Dave grew up in Colorado were there was few opportunities for him to hunt ducks. His own father was more of an upland hunter who brought Dave to western Nebraska and local game farms to harvest pheasants. To this day, I have yet to encounter an individual who was more excited to experience new ways to hunt and fish.

I was just a freshman and Dave was a sophomore. Before the duck season began, we had agreed that we would hunt together as much as possible. Dave had hunted ducks the season before with a couple older guys in the Frat, who at the time rented a house off-campus. These older Phi's were kind enough to allow the two of us to store our firearms and the decoys at their home.

It was a time in my life that I will always remember. I was 19 years old, and living on my own for the first time while making new friends. Best of all, I was just forty-five minutes East of some of the best duck hunting in the Central flyway. If I could re-live one duck season, it would be my first fall in North Dakota.

On weekdays, Dave and I would leave the UND campus in the early afternoon after our classes were completed. Once the guns were picked up, yours truly would be riding shotgun in the Jeep, while we coasted west down highway 2 towards the prairie potholes.

Whether or not you that have traveled down highway 2 in North Dakota, I will give you my re-cap. You pass the Grand Forks airport, then the Grand Forks Air Force Base, Turtle River state park, and the 'big fan' bridge just before Petersburg. Once you cross the bridge have left the Red River valley and are now in the prairie pothole central.

Those afternoons, Dave and I would just drive around and jump shoot ducks. Gas was cheap, and I had never seen any place like it. It seemed as though every slough contained birds. Coming from Minnesota where my childhood hunts were mostly filled with 'empty skies', I thought that I was in paradise.

Dave, the Colorado kid, none the wiser, was thoroughly enjoying the ability to hunt plentiful game with a new friend. Every turn on those dusty gravel roads contained new experiences for the both of us. Species of ducks, first doubles, triples, leg bands and the bag limits that had eluded me through my early years of waterfowl hunting.

Dave and I would occasionally wake up before daybreak and set out decoys on several small potholes that we had become fond of.
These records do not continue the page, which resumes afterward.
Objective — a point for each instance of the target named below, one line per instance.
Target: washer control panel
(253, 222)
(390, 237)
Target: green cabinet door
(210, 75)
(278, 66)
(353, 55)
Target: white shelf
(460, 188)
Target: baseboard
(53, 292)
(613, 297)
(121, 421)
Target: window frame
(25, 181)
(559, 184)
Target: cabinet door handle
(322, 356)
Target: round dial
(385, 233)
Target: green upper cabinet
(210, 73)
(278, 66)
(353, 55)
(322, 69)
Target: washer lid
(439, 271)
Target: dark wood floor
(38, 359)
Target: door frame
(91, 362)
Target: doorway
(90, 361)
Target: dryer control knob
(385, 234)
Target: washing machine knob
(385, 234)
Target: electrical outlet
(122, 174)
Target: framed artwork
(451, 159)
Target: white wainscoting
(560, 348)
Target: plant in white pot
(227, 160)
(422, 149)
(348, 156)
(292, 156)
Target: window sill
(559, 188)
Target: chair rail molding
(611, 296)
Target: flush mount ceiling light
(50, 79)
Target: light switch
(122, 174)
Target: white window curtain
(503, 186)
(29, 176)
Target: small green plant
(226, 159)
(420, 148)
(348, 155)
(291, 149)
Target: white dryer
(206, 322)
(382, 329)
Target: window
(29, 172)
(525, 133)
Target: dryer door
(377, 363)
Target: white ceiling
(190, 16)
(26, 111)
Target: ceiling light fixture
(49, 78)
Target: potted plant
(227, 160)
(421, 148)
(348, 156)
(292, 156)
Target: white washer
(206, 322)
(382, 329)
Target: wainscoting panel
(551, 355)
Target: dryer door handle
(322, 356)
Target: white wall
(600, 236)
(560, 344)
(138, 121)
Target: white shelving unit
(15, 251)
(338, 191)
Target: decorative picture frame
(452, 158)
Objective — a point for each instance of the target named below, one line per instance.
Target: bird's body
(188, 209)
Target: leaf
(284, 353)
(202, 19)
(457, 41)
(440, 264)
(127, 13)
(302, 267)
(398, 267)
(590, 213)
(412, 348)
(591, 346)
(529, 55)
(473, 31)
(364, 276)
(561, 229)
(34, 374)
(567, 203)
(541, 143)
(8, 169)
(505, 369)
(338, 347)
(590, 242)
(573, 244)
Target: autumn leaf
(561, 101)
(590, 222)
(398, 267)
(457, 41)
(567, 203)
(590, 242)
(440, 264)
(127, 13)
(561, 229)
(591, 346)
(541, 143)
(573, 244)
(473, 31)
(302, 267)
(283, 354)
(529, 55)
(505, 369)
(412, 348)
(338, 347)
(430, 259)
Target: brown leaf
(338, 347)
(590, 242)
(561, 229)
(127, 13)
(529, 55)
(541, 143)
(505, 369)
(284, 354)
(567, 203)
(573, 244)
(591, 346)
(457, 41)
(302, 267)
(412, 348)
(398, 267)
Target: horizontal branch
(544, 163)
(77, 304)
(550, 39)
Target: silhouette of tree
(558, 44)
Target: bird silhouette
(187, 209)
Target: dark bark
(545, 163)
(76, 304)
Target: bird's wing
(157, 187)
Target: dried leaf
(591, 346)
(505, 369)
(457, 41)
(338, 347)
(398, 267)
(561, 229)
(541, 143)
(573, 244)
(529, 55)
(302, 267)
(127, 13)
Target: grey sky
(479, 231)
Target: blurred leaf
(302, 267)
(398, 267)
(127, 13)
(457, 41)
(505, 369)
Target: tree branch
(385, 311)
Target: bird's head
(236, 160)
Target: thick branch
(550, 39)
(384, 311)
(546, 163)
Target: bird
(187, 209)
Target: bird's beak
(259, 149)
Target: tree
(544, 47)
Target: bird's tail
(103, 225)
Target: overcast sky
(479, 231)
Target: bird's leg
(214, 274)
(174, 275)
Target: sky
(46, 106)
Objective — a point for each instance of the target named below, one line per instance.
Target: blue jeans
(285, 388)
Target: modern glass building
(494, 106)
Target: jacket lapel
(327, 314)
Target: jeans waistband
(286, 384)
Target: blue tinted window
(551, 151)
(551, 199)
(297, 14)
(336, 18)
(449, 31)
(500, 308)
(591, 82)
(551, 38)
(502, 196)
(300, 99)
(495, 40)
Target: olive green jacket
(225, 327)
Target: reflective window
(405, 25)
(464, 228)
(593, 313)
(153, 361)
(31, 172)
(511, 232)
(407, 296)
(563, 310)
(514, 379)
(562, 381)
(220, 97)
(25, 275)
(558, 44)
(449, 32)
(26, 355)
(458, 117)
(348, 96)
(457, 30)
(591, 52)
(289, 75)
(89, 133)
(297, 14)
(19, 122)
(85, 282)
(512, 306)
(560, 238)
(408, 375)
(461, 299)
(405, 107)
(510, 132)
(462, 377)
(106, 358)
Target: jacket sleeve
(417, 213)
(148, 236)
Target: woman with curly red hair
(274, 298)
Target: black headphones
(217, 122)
We rarely shot our limits over these sets, but we enjoyed seeing the sunrises that many of our fellow college students missed.

Back on campus, Dave and I would clean plump mallards, gadwalls, teal and the occasional diver in the girl's bathroom of the Frat house. This is also where we cleaned the perch and northern we pulled through the ice in the wintertime. In the kitchen, we would mix duck breasts with any spices we could find and share them with our Frat brothers.

Our good friend Phil Bettenburg occasionally joined us on our duck hunts and the three of us go on a fishing trip every summer to this day. In the latter years of college, Dave and I discovered field hunting for ducks and geese along with many new hunting partners. Some experienced, some not. By the time we both graduated and parted ways we had learned a ton about waterfowl hunting through those experiences.

Towards the end we did not hunt as much together as I would have liked. Goals and opinions changed, and educations needed to be completed in the classroom, not just the outdoors. I would not trade those memories of the carefree early years for anything.

On one crisp October afternoon, Dave shot a nice drake mallard just west of Petersburg, North Dakota. I, being a good friend and the one with waders on, retrieved the bird for him. To my surprise it was banded! At that time I had only seen two other banded birds harvested. That mallard was banded in North Dakota at the J. Clark Wildlife Refuge. It was 12 years old when it met its fate at the hand of Dave's steel 2s. Traveling up and down the flyway on that old North Dakota bird, the Avise bird band is a great memento and a true jewel. Dave's band now hangs on my lanyard, and I think about those days every time I glance down at it. Dave gave it to me because he says that he never cared as much about the band as I did. He was more into mental aspects of the hunt, memories and experiences. That is something that any waterfowl can respect and a tribute to the importance of our early waterfowl memories.